償いのprincess〜2度目の仲間〜《上》
「っなんでお前が昔の白虹を知っている?」
……
バラしてしまおうか。
「…美帆……。」
俊介は私の方へ歩いてくる。
なんで?なんでわかった?
フードはまだとっていない。
どうして────
パサっ
俊介の手によってフードがとられた。
私の黒い髪がなびく。
私は俯いた。
きっと泣きそうな顔をしているから。
苦しんだ顔を…しているから。
「お前が下坂美帆かぁ??
フッこれはちょうどいい。

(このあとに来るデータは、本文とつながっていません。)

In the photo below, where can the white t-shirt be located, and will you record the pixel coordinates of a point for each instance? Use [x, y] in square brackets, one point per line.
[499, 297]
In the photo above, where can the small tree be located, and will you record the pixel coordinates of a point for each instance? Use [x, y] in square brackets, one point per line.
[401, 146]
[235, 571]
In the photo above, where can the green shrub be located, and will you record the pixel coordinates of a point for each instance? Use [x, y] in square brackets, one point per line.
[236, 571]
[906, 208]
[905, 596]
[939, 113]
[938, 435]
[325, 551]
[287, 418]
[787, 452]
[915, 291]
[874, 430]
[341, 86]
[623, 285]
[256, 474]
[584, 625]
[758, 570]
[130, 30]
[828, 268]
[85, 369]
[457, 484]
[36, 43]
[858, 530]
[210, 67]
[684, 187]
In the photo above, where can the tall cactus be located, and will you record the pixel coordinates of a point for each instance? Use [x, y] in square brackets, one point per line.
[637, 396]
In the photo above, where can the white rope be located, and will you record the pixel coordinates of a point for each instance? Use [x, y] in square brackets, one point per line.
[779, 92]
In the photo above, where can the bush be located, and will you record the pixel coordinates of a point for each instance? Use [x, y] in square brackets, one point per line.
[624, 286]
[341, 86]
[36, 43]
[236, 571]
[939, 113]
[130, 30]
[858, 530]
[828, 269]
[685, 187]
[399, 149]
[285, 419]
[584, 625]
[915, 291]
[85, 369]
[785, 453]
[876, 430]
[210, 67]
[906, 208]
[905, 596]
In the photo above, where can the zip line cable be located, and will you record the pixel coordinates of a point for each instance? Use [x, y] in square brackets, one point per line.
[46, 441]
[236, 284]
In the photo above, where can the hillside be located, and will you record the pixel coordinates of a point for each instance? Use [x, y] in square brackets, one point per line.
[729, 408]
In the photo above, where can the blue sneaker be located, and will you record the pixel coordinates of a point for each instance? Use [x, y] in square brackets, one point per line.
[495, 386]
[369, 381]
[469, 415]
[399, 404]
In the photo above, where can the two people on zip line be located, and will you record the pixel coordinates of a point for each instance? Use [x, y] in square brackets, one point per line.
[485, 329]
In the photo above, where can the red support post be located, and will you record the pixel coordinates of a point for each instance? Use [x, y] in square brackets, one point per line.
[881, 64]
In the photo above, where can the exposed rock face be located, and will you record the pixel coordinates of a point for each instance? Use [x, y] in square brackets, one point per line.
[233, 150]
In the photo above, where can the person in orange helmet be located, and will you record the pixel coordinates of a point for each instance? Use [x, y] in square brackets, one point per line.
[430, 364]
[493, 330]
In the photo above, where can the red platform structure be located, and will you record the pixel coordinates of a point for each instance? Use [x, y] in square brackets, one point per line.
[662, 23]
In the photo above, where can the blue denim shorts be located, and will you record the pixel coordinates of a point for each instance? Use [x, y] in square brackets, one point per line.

」
そんな言葉も今は私の耳を通り抜ける。
「美帆……」
私は今、美帆じゃない。
美帆でいると、壊れてしまう。
「………話は…後だ。」
俊介の目をしっかりとみる。
「ああ。」
私は一歩前へ出た。
「無視してんじゃ「黙れ。」っ!」
私は生徒の方をみて息を吸う。
「今すぐここから立ち去れ!!!!教師も何をやっている!!!!みんな怪我するぞっ!!!!死にたいのか!!!!」
教師達は抜かしていた腰を持ち上げ、生徒を誘導する。
これで私達だけになった。
「まさかお前が下坂美帆だったなんてなぁ。」
男はニヤリと笑う。
「だからなんだ?殺すか?」
私は思った以上に冷静だった。
そのすました冷たい声が体育館に響く。
男は私の方へ寄ってくる。
「美帆っ逃げろ!」
俊介は焦っている。
「闇に包まれし目は、星の光さえ見えぬ。黒く塗られし心は月の光の癒しを知らぬ。命を無駄にする者には天罰を。」